After some testing and log file analysis, I'm really NOT sure if this is problem of openais. It *can* be problem of clvm (Can't deactivate volume group "lvm_vg" with 8 open logical volume(s)), init scripts, or maybe cman (Error leaving cluster: Device or resource busy). But fact is, that openais will never receive shutdown signal (cman is responsible for that). I'm reassigning bug to cman. Chrissie, if you will feel that this problem IS problem of openais, please reassign bug back to me.
As Honza says, this is all down to the fact that clvmd can't deactivate the logical volumes. Without that happening there is a whole dependency of things that can't shut down. So the first thing to investigate is what is holding those volumes open. There is also the side-issue that sending signals to openais does not shut it down.
For answering the issue is seeing on different architects, we have also seen this issue on x64 and ia64.
any updates?
The log messages from openais are not valid indicators of this failure: Stopping cman... failed This will mean that openais does not shutdown. When openais doesn't shutdown and the network interfaces are later stopped, openais will print the messages in the log. Not an openais problem.
Wow. [root@molly rc6.d]# ls -l *clvmd* lrwxrwxrwx 1 root root 15 Jul 1 16:36 K74clvmd -> ../init.d/clvmd [root@molly rc6.d]# chkconfig --del clvmd [root@molly rc6.d]# ls -l *clvmd* ls: *clvmd*: No such file or directory [root@molly rc6.d]# grep chkconfig ../init.d/clvmd # chkconfig: - 24 76 [root@molly rc6.d]# chkconfig --level 345 clvmd on [root@molly rc6.d]# ls -l *clvmd* lrwxrwxrwx 1 root root 15 Jul 1 16:40 K74clvmd -> ../init.d/clvmd [root@molly rc6.d]#
Clvmd is stopping at 74 instead of 76 - at the same level as gfs/gfs2. It should be stopping at 76 (after gfs/gfs2).
Performing the following allows clvmd to stop at the right time (i.e. after gfs/gfs2 are unmounted by their respective initscripts): * Remove "Required-Stop: $local_fs" from /etc/init.d/clvmd * chkconfig --del clvmd * chkconfig --level 345 clvmd on Changing component to lvm2-cluster.
Steve Dake noticed that this works as expected on later releases. It turns out that /etc/init.d/netfs "Provides: $local_fs" on Red Hat Enterprise Linux 5, but not on later releases of Fedora or Red Hat Enterprise Linux 6 Beta. This provision interferes with chkconfig, which reorders the initscripts based on the "Provides:" information at the top of the script.
Created attachment 428565 [details] Example fix. After applying this patch to /etc/init.d/netfs, clvmd will be stopped at level 76 as expected, which is after the gfs/gfs2 init scripts.

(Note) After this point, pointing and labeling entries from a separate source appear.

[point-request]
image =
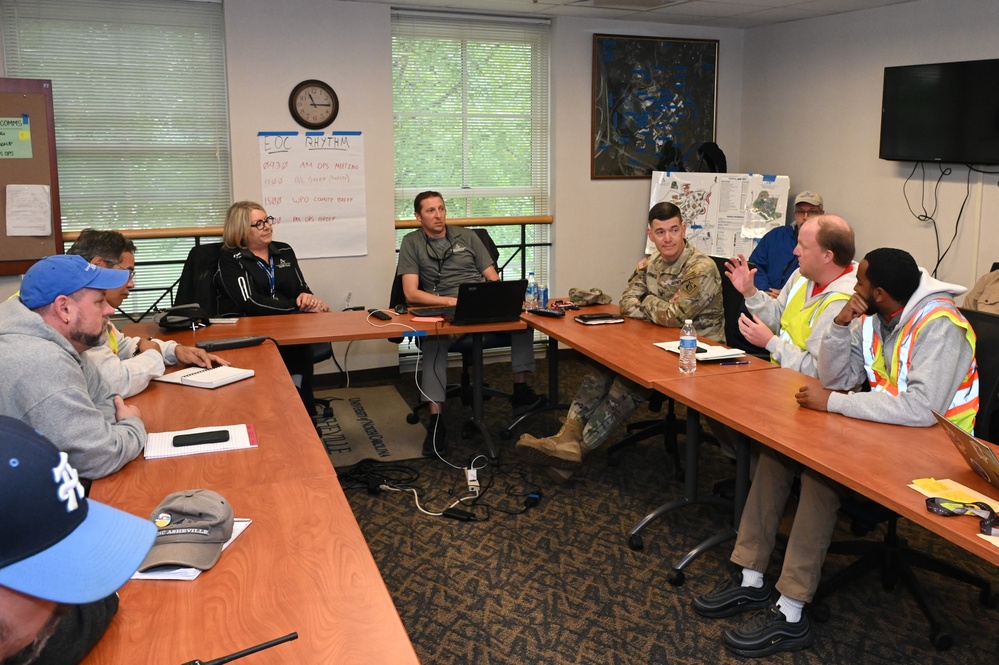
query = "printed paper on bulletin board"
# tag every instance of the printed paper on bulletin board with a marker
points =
(313, 186)
(726, 213)
(29, 181)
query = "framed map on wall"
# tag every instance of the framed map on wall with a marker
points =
(653, 104)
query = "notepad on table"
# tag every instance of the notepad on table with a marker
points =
(160, 444)
(199, 377)
(705, 351)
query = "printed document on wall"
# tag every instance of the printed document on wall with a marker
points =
(29, 210)
(726, 213)
(313, 185)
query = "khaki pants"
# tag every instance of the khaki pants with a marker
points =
(811, 532)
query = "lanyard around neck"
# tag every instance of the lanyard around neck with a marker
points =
(269, 271)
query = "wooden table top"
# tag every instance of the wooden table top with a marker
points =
(316, 327)
(874, 459)
(627, 348)
(302, 565)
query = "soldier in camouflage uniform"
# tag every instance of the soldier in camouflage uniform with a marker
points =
(679, 282)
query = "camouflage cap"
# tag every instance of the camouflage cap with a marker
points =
(589, 297)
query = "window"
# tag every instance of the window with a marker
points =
(470, 103)
(141, 119)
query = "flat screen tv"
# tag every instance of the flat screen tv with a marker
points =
(945, 112)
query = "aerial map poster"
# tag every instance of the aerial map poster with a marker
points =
(726, 213)
(653, 104)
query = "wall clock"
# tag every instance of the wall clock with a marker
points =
(313, 104)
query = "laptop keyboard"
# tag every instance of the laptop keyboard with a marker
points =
(446, 312)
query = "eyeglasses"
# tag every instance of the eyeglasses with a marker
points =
(988, 524)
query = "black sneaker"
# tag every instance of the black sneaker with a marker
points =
(767, 632)
(436, 425)
(524, 398)
(731, 598)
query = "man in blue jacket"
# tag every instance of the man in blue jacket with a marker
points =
(774, 256)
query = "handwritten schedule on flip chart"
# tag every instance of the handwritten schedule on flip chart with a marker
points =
(313, 185)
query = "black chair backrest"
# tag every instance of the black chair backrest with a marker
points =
(197, 279)
(986, 328)
(733, 303)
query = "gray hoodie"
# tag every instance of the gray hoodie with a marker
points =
(48, 385)
(939, 360)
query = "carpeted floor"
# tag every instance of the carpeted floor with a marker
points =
(558, 583)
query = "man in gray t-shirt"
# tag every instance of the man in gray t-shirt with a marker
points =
(433, 261)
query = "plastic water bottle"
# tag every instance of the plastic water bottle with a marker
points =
(531, 297)
(688, 348)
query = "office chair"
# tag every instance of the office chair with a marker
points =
(463, 346)
(197, 278)
(197, 285)
(892, 555)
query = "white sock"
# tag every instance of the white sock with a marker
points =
(752, 578)
(791, 608)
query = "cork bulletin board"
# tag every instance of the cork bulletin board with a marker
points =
(27, 158)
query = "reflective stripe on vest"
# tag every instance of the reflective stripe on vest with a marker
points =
(796, 320)
(112, 338)
(892, 380)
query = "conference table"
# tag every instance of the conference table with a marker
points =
(876, 460)
(301, 566)
(353, 325)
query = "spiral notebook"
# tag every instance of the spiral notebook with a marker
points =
(199, 377)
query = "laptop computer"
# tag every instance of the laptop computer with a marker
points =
(482, 302)
(979, 455)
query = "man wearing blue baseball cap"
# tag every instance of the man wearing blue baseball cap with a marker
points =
(49, 383)
(62, 557)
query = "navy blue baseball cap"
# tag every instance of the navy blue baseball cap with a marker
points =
(65, 274)
(54, 543)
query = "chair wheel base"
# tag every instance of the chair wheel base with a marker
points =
(942, 640)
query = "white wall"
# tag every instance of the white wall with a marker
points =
(812, 110)
(801, 99)
(272, 46)
(599, 230)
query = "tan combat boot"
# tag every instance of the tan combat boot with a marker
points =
(562, 451)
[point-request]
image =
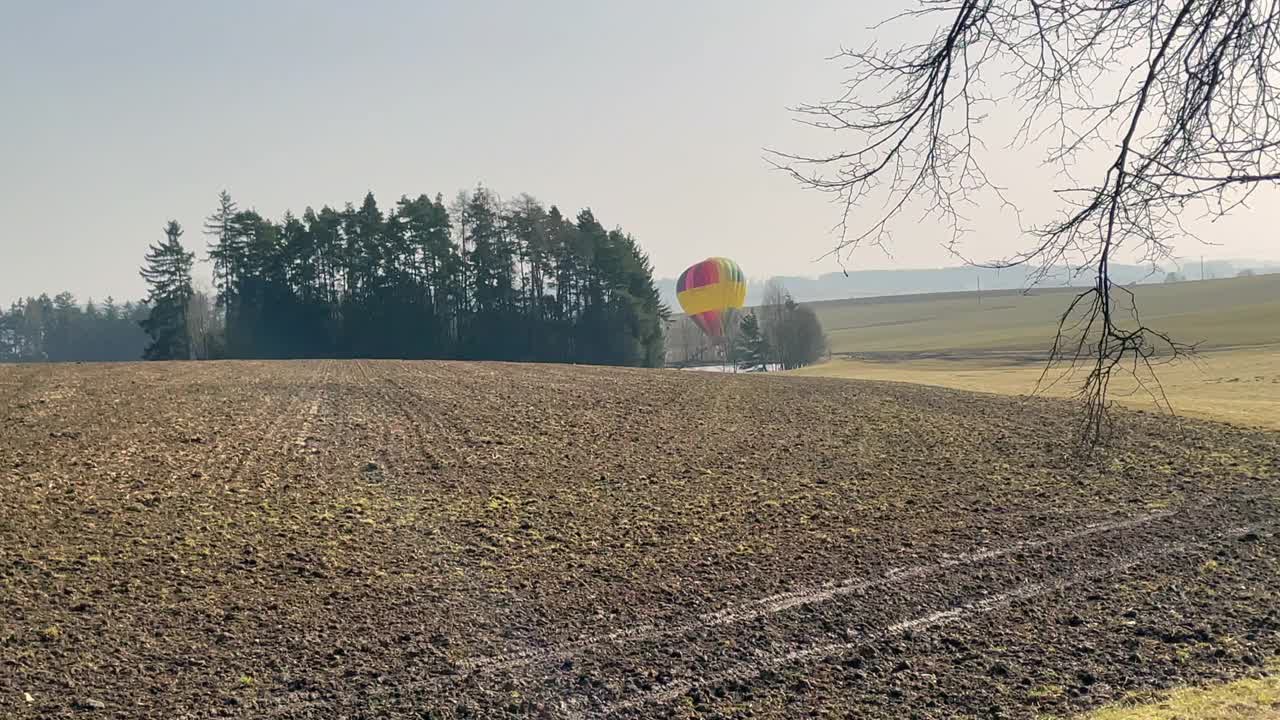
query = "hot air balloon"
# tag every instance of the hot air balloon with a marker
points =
(709, 292)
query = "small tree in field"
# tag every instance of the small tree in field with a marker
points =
(753, 345)
(168, 273)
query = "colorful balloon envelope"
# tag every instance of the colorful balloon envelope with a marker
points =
(709, 292)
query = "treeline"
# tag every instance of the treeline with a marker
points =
(49, 329)
(476, 278)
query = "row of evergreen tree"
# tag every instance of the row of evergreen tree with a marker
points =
(39, 329)
(478, 278)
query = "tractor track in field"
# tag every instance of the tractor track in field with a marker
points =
(452, 540)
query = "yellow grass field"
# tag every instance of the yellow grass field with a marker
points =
(1252, 698)
(996, 345)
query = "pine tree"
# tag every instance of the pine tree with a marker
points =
(753, 345)
(168, 272)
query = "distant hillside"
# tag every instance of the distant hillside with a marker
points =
(871, 283)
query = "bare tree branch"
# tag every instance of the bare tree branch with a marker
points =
(1183, 92)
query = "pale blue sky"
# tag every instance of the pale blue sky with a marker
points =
(115, 117)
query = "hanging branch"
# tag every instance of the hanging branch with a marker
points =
(1188, 112)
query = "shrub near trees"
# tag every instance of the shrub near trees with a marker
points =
(168, 272)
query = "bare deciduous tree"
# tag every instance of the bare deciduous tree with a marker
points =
(1180, 98)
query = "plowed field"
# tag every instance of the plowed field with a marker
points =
(435, 540)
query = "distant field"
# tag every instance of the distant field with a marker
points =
(315, 540)
(1240, 311)
(997, 345)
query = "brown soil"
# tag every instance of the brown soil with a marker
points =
(435, 540)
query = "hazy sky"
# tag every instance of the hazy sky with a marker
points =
(115, 117)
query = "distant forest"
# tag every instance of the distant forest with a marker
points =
(476, 278)
(39, 329)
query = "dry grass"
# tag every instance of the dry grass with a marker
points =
(1256, 698)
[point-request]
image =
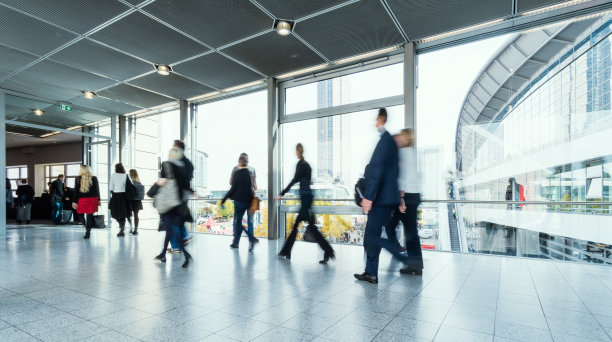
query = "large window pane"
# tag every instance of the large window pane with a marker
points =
(362, 86)
(337, 148)
(225, 129)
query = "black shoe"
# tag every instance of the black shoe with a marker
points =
(252, 244)
(286, 255)
(415, 271)
(367, 277)
(326, 258)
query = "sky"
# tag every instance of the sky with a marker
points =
(229, 127)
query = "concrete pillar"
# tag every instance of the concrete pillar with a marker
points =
(273, 160)
(184, 119)
(410, 85)
(3, 212)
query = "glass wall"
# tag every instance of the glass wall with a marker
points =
(339, 146)
(224, 130)
(530, 133)
(15, 174)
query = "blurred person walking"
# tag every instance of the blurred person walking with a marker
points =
(170, 199)
(25, 200)
(86, 198)
(120, 203)
(187, 172)
(410, 198)
(251, 228)
(380, 197)
(137, 201)
(57, 199)
(303, 174)
(242, 194)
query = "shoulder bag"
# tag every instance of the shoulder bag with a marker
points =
(167, 197)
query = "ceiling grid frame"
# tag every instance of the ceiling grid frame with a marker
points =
(131, 8)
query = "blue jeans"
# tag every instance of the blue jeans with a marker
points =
(239, 209)
(174, 229)
(56, 212)
(377, 217)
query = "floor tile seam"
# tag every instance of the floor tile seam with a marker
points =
(473, 263)
(539, 301)
(587, 307)
(497, 297)
(119, 332)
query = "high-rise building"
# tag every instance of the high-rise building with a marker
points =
(333, 133)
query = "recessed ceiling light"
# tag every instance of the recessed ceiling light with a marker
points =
(283, 27)
(163, 69)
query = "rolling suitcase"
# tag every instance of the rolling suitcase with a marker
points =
(66, 216)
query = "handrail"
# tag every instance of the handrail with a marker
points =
(443, 201)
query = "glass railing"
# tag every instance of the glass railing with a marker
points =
(580, 232)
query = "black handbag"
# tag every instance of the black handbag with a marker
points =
(359, 191)
(153, 190)
(99, 221)
(309, 234)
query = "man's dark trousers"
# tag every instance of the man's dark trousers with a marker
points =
(377, 217)
(411, 233)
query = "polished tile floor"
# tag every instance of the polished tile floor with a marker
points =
(54, 286)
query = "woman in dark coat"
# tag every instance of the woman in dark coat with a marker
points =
(303, 176)
(120, 205)
(242, 194)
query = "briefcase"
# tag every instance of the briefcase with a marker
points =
(99, 221)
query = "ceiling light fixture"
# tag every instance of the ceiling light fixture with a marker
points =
(246, 85)
(303, 71)
(283, 27)
(554, 7)
(366, 55)
(163, 69)
(50, 134)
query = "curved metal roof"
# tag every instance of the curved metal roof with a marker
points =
(513, 67)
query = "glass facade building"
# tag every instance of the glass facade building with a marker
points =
(548, 144)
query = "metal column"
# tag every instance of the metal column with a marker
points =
(184, 118)
(3, 212)
(123, 139)
(410, 85)
(273, 159)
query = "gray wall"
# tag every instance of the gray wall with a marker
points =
(36, 155)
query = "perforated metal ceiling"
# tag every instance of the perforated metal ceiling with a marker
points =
(57, 49)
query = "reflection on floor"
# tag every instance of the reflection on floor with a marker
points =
(54, 286)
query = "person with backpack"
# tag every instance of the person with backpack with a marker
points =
(122, 190)
(25, 200)
(170, 201)
(303, 173)
(86, 198)
(137, 200)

After applying the above patch to /etc/init.d/netfs, you must perform: * chkconfig --del clvmd * chkconfig --level 345 clvmd on ... in order to reset the links.
But how did it choose to set them at the same level if there's a dependency between them? Is the gfs script missing 'Required-Stop: clvmd' (and Required-Start too)? And is clvmd missing a dependency on cman?
I'd agree... changing this in initscripts seems fishy, not the least because some app may rely on that provide in RHEL 5.
*** This bug has been marked as a duplicate of bug 588903 ***
You're right, Bill. Turns out it was a regression in lvm2-cluster.